Machine Learning in Sports Analytics

Professional sports are a very funny thing. Very few of us are involved in them, yet we all seem to believe that WE could be the next General Managers and not make any egregious mistakes. NBA pundits such as Stephen A. Smith and Skip Bayless spend an absurd amount of time talking about statistics such as PER, ,Pts/36, PPG, RPG, APG,win shares and VORP. It is due noting that a lot of these pundits don’t understand these parameters or what values they bring. For example, many will point to a college players points as a predictor of his performance in the NBA. Unfortunately, this is very poorly correlated. There are plenty of examples of players who performed extremely “poorly” one year and showed drastic improvement the next. Statistics as predictors are very complicated, yet they are used very frequently in sports.

The roots of this idea began in Baseball and are known today as Sabermetrics. This idea was popularized by the movie Moneyball, and it is a known fact that many teams use statistics to measure player’s success. Less known are the ideas presented at the MIT Sloan Conference. This is considered to be the apex of cutting-edge sports statistics. Recently, many researchers(for the most part sports enthusiasts) have begun applying machine learning. Applications such as player growth modeling, win predictions, draft evaluations are all extremely common.

While we always hear the talking heads preach about “intangibles”, many of our favorite players have been drafted in part because a computer program values their contributions. Players such as Hassan Whiteside have been given chances to play in the NBA in part due to predictive models valuing their limited output as a predictor of something greater.

Many different methods and machine learning algorithms have been used to analyze many aspects of the game. Neural Networks have been used to predict games about as accurately as experts[1]. Linear Regression has been trained to recognize players with a high likelihood to grow into successful players[2]. The NBA has recently provided SportsVU tracking data to further research.

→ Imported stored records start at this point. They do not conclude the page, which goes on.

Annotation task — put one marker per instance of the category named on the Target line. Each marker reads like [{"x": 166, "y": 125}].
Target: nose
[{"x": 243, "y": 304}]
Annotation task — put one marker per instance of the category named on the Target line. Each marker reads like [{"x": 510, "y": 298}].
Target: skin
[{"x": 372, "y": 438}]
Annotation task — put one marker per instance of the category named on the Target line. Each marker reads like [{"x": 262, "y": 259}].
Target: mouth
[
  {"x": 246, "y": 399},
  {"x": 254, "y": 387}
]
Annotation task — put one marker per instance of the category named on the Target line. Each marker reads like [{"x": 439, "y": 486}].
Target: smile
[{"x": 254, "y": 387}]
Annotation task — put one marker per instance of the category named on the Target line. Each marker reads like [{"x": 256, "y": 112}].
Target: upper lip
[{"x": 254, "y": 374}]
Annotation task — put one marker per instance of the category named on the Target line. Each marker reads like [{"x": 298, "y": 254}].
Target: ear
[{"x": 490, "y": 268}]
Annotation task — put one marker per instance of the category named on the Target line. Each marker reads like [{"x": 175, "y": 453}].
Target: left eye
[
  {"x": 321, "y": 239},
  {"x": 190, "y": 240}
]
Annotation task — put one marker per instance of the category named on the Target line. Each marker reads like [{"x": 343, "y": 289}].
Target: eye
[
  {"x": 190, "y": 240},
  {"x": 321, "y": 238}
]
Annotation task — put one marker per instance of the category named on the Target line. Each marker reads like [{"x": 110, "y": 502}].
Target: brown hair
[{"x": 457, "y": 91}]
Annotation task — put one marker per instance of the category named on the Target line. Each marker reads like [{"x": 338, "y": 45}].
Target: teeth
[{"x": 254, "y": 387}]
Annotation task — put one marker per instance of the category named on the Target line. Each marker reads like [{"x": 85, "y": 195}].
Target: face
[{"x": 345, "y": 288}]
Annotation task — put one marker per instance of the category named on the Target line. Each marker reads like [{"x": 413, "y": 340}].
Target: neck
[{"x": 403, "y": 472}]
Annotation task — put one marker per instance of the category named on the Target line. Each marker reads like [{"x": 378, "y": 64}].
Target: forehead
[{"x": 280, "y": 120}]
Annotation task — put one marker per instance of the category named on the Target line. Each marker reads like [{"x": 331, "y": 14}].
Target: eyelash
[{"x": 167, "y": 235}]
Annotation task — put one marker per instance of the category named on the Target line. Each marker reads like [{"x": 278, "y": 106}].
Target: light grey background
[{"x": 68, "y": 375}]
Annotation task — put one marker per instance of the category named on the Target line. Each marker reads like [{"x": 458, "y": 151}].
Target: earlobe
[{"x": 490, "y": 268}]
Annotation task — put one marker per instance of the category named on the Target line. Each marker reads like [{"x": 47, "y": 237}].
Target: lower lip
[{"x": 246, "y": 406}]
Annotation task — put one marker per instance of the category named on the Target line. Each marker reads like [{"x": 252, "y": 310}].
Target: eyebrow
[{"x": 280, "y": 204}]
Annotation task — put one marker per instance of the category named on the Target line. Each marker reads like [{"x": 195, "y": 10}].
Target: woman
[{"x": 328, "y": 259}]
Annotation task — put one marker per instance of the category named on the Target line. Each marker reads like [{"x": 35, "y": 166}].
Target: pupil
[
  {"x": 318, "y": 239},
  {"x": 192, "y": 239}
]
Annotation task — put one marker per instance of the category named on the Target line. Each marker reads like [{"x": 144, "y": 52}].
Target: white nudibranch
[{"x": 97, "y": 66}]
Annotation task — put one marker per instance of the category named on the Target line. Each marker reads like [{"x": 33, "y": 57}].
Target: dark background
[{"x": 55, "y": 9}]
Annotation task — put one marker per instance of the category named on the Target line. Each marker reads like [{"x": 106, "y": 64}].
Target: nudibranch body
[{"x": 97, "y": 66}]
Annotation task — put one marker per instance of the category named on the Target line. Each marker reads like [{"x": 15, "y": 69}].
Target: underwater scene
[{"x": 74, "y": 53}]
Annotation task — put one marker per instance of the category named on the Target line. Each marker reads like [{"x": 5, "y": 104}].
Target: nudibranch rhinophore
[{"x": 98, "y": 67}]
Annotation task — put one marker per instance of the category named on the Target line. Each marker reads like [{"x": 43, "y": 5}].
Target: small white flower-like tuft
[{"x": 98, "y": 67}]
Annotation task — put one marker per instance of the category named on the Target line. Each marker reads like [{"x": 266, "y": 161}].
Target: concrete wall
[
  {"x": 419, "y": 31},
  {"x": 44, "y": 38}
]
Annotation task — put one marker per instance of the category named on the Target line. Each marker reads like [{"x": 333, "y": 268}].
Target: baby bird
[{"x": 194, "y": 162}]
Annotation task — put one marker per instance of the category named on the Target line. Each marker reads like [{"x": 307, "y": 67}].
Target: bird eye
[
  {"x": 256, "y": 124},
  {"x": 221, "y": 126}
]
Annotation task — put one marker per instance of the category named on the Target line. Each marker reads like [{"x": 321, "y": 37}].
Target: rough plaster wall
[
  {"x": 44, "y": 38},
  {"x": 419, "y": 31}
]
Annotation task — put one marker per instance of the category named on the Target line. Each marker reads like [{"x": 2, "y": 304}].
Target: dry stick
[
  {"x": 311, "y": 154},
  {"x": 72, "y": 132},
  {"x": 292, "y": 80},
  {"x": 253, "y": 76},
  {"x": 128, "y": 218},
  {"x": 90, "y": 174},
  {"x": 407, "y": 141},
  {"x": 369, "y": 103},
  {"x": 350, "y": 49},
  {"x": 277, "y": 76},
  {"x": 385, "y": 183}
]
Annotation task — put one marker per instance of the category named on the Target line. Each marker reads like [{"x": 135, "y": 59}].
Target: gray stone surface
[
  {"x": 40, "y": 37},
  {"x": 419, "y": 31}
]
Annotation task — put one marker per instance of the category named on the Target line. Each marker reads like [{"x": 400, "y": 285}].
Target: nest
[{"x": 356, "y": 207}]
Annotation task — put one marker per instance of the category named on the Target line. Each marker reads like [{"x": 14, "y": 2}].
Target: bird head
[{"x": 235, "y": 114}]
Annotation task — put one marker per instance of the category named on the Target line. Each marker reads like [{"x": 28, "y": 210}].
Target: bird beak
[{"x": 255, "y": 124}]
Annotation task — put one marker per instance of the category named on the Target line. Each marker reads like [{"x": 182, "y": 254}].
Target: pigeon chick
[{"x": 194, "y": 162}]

This has led to innovations, with one paper even using classifier training to train an algorithm to recognize the type of screen defense a team is more likely to employ and how successful they are at that defense[3]. Each of these provides an advantage for the user and allows teams without star players to be competitive.

Even more encouraging is that we are at the cusp of such discoveries. ESPN’s “Great Analytics Ranking” demonstrate how even the most analytically averse General Managers have been embracing tracking data. However, there is still a lot of variance and as time advances teams will employ increasingly more complex Algorithms. With larger datasets it will interesting to see how research grows in this area. Perhaps, machine learning will be used to determine how successful certain players are in certain match ups. Maybe European soccer will finally begin using neural networks to scout players from smaller leagues.